Zum Jahresende
Sechs dumme Ideen von 2022 – und warum sie scheitern werden
Portrait von Wladimir Putin in der von ukrainischen Truppen zurückeroberten Stadt Kherson. (Bild: Keystone)
Das vergangene Jahr hat nicht nur den Krieg zurück nach Europa gebracht, sondern auch andere Entwicklungen, die zum Scheitern verurteilt sind – zumindest so lange es Widerstand dagegen gibt. Hier die Liste, die auf ein Jahr der Fehlentwicklungen zurückblickt, aber auch Mut macht:
1. Ein Land angreifen, weil es unabhängig sein will
Wladimir Putin hat im Februar die Ukraine angegriffen und versucht, die ukrainische Regierung mit Gewalt zu stürzen. Er ist bis jetzt an der Widerstandskraft der Ukrainerinnen und Ukrainer und der westlichen Waffenhilfe gescheitert. Was als «Spezialoperation» von wenigen Tagen konzipiert war, dauert nun schon bald ein Jahr.
Die Ukraine will unabhängig sein. 1991 stimmten 90 Prozent für die Abtrennung von der Sowjetunion, selbst im russisch geprägten Bezirk Donezk waren es 77 Prozent.

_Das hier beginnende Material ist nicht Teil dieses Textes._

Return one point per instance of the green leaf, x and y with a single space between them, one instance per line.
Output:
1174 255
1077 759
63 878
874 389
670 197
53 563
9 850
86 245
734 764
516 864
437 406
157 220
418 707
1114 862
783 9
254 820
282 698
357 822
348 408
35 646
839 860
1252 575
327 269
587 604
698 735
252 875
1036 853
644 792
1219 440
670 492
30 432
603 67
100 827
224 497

Eine Woche später unterzeichneten die Präsidenten Russlands, Weissrusslands und der Ukraine einen Vertrag zur Auflösung des sowjetischen Imperiums. Es folgten völkerrechtliche Verträge, in denen Russland die Ukraine als unabhängigen Staat anerkannte (zum Beispiel 1994). Der russische Angriff ist ein Angriff auf die zivilisierte Welt, in der Probleme diplomatisch und mit Verträgen gelöst werden. Er ist auch nicht damit zu rechtfertigen, dass sich die Ukraine ab 2004 von Russland ab- und dem Westen zuwandte.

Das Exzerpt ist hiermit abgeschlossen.